Presiding Archbishop and General Overseer of Action Chapel International (ACI), Nicholas Duncan-Williams has called for legislation to curb rumour-mongering in Ghanaian society.

According to him, President Kwame Nkrumah enacted a law that held people responsible for everything they said and were jailed if what they claimed was untrue.

The Archbishop argued that the time and the opportunity offered by social media platforms for people to make wild claims against others demand a similar law to be passed.

He said, “During Dr Nkrumah’s era if you said something and you were investigated and it was not true, you would be jailed.”

“We need that kind of law again because there is too much ‘Yɛ sii Yɛ sii’, ‘Akɛɛ Akɛɛ’, and people are living their lives based on rumours and judging people based on what they have heard.”

“Especially in this age of social media where everything is true and where everything is speculated all around and people live their lives always trying to find out what is in the news. What is new, what’s going on.”

Archbishop Duncan-Williams made the call during a sermon on Sunday, April 3, 2022, and indicated the present generation is a social media one where people virtually live on Whatsapp and Youtube checking out others, what they are doing and talking about.

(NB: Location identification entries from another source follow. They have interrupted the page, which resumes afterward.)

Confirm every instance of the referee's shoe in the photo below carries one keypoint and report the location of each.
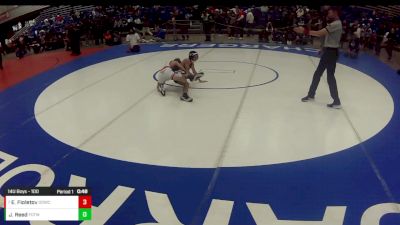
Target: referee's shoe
(335, 105)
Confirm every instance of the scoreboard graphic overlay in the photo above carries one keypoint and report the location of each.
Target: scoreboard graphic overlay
(360, 185)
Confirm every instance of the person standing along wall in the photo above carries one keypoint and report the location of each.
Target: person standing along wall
(330, 54)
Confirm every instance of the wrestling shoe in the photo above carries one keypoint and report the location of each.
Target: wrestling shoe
(160, 88)
(334, 105)
(307, 99)
(198, 76)
(186, 98)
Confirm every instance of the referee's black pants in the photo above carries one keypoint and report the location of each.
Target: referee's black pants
(328, 61)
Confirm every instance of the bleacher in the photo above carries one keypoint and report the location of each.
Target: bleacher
(63, 10)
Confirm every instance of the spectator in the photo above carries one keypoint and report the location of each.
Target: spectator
(250, 22)
(232, 23)
(389, 42)
(207, 23)
(108, 38)
(240, 22)
(75, 36)
(133, 38)
(1, 56)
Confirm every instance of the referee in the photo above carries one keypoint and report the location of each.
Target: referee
(330, 54)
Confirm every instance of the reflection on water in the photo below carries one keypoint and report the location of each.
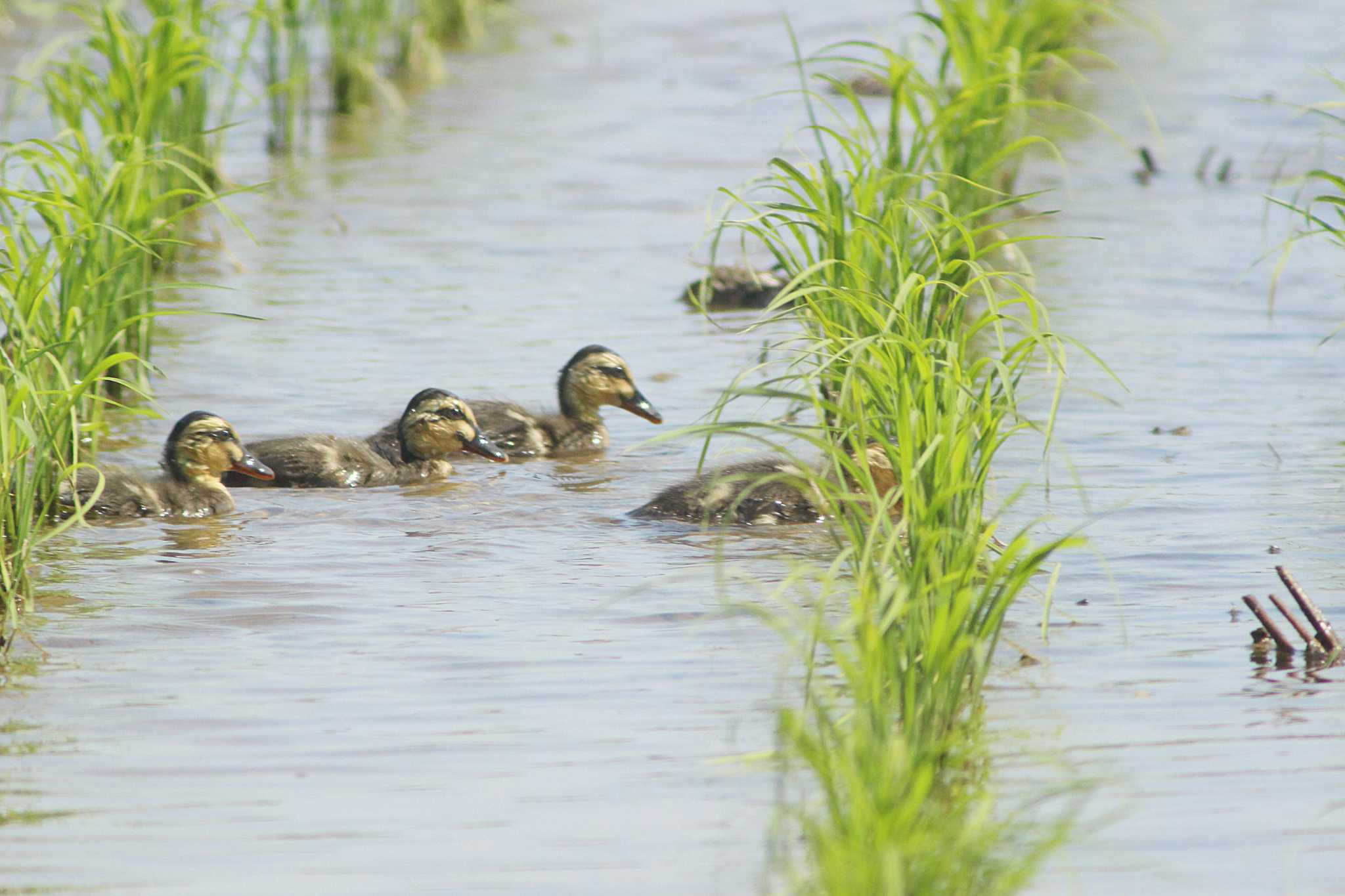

“Some are googling me right now! Yeah, instead of them listening to what I say they are on their phone, they’re checking me out and checking out everything I’m saying.”

“They check you out and want to deal with you based on Google… But Mr. Google can never tell you the outcome of your circumstances,” he stated.

He noted that the most important thing in life is not to go around telling people whether they like you or not but the key is awareness.

People, he said, need to strategize how to deal with others and not to be quick to react because that is a sign of fear and immaturity.

Archbishop Duncan-Williams argued that Ghana’s problem and the decay that is eating into the fabric of its society is partly caused by the western democracy that it has adopted.

According to him, western democracy accommodates too many demands of freedoms for people to do as they please without being held responsible.

He said, “In western democracy, people insult their leaders and everyone and throw stones at just everybody else and still go home free to sleep.

Such misbehaviours, he said, do not happen in China and other places because those who will engage in them will be silenced.